New rules are being proposed about how to register online domains, and privacy advocates are worried.
Currently, when someone registers a website they are offered the choice of using a proxy registration service. These services act as middlemen so that people’s personal contact details aren’t readily available to the public.
But the International Corporation for Assigned Names and Numbers (ICANN), which overseas the bureaucratic process of naming online domains, is in the process of proposing new rules. One such proposed rule would make commercial websites not eligible to use proxy registration services.
This means that people registering websites for non-personal purposes would have to disclose their name, address, and phone number, which could be easily searchable by anyone.
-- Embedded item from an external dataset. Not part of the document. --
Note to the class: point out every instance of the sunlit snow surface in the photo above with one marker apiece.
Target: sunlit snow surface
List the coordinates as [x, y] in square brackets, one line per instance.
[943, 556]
Privacy advocates are none too thrilled about this. This amendment, wrote the Electronic Frontier Foundation in a new blog post, means that website owner could “suffer a higher risk of harassment, intimidation and identity theft.”
The question at hand is: What is considered commercial? While it’s easy to differentiate between huge commercial websites and small personal pages, in some areas it’s not so clear-cut. For instance, if a smaller website is taking ad revenue does that necessarily make it commercial? Even if it’s just one person posting their own posts?
ICANN is currently taking comments about this proposal. One commenter wrote:
I don’t want others to know where I live, work, etc. I have several personal websites, and no business front. If someone really needs to make a complaint let them follow the directions on the privacy, and the registrar can forward the information on to the owner. If authorities need to contact the owner then let them provide a warrant to the registrar to contact the owner.
I run a number of sites that allow me to earn a full-time living online. I help and instruct others on how to succeed online (for free). Unfortunately, despite my generosity, I have been stalked, harassed, and have had the content of my sites stolen. I have turned to using private WHOIS data to prevent unscrupulous internet users from finding my sites, home address, and phone number. Removing this privacy will only serve to put my home, life, and loved ones’ lives and safety in danger.
Following this comment period, ICANN says it will prepare a final report.